Move-in at USM is taking place over four days, with students arriving at staggered times to limit crowding. New students who hadn’t verified their vaccination status, as well as honors students, arrived Thursday. New vaccinated students will continue to arrive Friday. Returning students will move in Saturday and Sunday.
In addition, about 50 students will be living at the DoubleTree hotel in South Portland, where the university has secured space to reduce occupancy in dorms and avoid triples.
There’s no vaccination mandate now for UMaine System employees, though the system has said it plans to implement a requirement and has been negotiating with labor unions.
“The University of Maine System is committed to having a vaccination requirement for every student, faculty, and staff member who will be participating in on-campus activities this fall,” said spokesman Dan Demeritt in an email. “The university anticipates concluding discussions with its labor unit partners in the next few days and expects to have an announcement regarding an employee mandate next week.”
Classes in the UMaine System start Monday and students will be arriving on campuses through the weekend. Most students at UMaine Orono, the state’s flagship, will begin arriving Friday. Students across the system should see more in-person learning with about 60 percent of credit hours systemwide expected to be delivered fully in-person. Last fall, just 21 percent of credit hours were fully in person.
“It will look very much like a normal experience but it will definitely feel different because you will be wearing a mask,” said Cummings, the USM president. “It reminds people of the poignancy of the disease. I also think there will be a lot of discussion around, ‘Do you have your exemption? Are you making sure to get your testing?’ If you do have an exemption we will be in regular contact with you to ask if you are getting tested.”

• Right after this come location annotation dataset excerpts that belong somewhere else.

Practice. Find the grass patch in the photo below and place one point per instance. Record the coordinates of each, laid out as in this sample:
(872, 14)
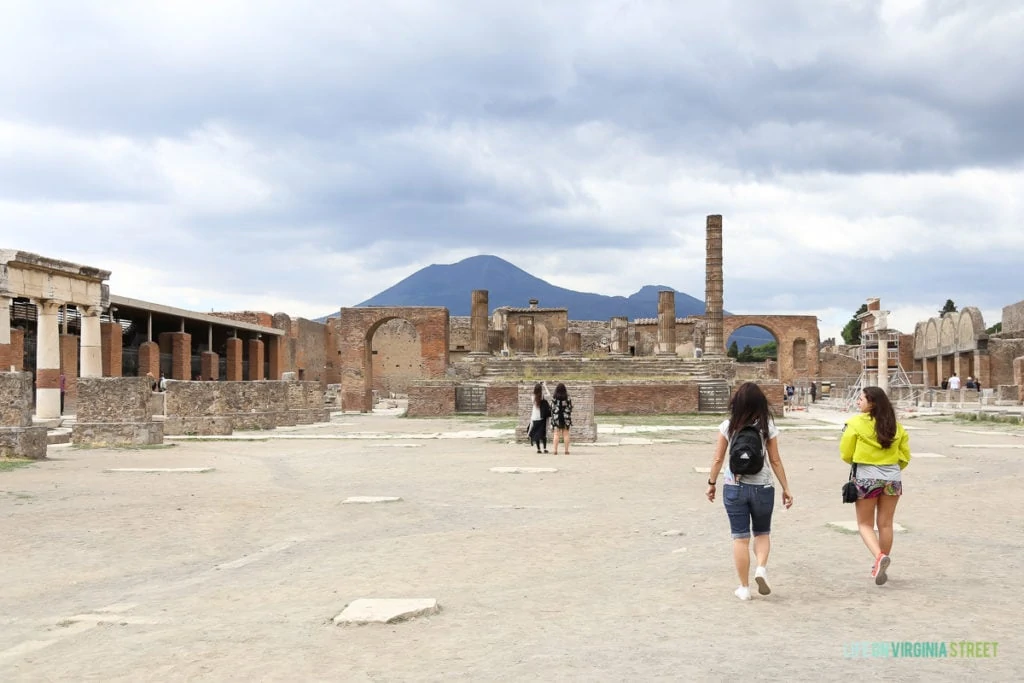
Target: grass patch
(7, 464)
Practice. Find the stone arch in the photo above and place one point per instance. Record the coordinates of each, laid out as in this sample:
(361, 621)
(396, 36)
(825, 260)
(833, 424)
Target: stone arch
(786, 330)
(355, 332)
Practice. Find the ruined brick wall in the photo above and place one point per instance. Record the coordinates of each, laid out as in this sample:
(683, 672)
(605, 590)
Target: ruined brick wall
(310, 349)
(396, 357)
(584, 427)
(114, 399)
(1001, 353)
(431, 399)
(1013, 317)
(15, 399)
(645, 397)
(503, 398)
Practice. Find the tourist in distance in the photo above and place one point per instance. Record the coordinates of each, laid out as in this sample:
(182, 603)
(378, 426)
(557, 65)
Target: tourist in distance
(880, 449)
(561, 416)
(539, 417)
(749, 491)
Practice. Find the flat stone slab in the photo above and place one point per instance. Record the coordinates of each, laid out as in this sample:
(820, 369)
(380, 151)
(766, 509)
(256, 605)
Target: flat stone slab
(524, 470)
(162, 470)
(373, 499)
(385, 610)
(851, 525)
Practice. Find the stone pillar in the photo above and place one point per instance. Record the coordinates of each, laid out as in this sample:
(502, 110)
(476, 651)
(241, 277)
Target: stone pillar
(111, 336)
(573, 343)
(526, 344)
(47, 360)
(210, 366)
(714, 342)
(92, 356)
(233, 371)
(148, 359)
(5, 351)
(667, 324)
(69, 368)
(620, 336)
(274, 356)
(180, 355)
(478, 324)
(255, 359)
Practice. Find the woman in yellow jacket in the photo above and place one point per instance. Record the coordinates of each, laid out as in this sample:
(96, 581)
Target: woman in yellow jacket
(881, 449)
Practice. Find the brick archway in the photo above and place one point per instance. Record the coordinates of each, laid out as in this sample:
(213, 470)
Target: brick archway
(788, 331)
(355, 330)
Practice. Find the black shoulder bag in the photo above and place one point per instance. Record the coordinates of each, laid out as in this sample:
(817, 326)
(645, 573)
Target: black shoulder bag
(850, 487)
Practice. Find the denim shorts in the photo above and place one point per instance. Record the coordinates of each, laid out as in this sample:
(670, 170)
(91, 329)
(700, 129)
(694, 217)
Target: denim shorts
(749, 506)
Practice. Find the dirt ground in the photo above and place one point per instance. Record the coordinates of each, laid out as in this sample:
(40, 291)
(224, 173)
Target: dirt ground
(236, 574)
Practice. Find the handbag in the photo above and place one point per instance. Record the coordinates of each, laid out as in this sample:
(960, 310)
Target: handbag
(850, 487)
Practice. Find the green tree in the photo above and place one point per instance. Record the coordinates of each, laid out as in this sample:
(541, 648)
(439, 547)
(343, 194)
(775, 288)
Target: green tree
(851, 333)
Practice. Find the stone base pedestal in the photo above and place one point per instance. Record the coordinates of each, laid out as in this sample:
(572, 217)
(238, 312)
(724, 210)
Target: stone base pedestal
(27, 442)
(107, 434)
(204, 426)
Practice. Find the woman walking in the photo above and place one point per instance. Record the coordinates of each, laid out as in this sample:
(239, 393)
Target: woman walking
(879, 449)
(561, 416)
(749, 493)
(539, 419)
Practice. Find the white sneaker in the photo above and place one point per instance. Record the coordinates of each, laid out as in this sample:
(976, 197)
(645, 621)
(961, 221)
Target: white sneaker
(761, 577)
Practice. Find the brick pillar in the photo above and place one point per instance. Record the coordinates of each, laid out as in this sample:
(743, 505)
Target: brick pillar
(714, 296)
(667, 323)
(17, 349)
(255, 359)
(210, 366)
(69, 368)
(233, 372)
(275, 356)
(148, 359)
(478, 323)
(180, 355)
(111, 341)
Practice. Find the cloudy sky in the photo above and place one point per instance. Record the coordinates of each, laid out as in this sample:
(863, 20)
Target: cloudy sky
(303, 156)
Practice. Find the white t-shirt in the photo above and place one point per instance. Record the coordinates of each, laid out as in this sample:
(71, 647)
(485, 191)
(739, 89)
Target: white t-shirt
(762, 478)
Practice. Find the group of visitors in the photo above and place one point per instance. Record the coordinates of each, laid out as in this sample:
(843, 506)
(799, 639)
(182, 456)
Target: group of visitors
(747, 451)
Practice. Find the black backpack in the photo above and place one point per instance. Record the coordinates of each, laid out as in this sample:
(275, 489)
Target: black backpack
(747, 452)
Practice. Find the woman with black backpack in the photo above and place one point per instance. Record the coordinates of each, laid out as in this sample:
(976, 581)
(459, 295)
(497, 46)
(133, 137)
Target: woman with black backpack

On campus Thursday, students and parents were excited and hopeful for the new year. “I’m really excited,” said Isabella Ross, a freshman from Trenton. “I’ve never lived in a city before, so I’m looking forward to it.”
Ross and her mother, Snow Ross, are both vaccinated and said they are happy the system mandated vaccines for students.
“I feel like they’re taking really good steps to keep things from spreading,” said Isabella Ross, 18. “I’m honestly really happy they’re asking people to get vaccinated and masking on top of that. I think that’s a really smart decision, so I feel comfortable.”
Halee Grant, a freshman from Houlton, made the four-hour drive to campus Thursday morning with her parents, her brother and a friend, arriving in two cars that they quickly unloaded outside her new dorm. “I’m mostly excited but a little sad about leaving home,” Grant said.
Grant was one of less than 100 USM students who are living in dorms and still hadn’t registered their vaccination status Thursday morning. She is vaccinated but hadn’t yet done the verification because she lost her vaccine card and had to get it replaced.
“(COVID) still does make me nervous but the fact they’re mandating vaccines here makes me a lot more at ease,” she said. “I’ve been working in a nursing home and that was one of the biggest places to catch it first, so I’ve been working around it. I’m not too nervous.”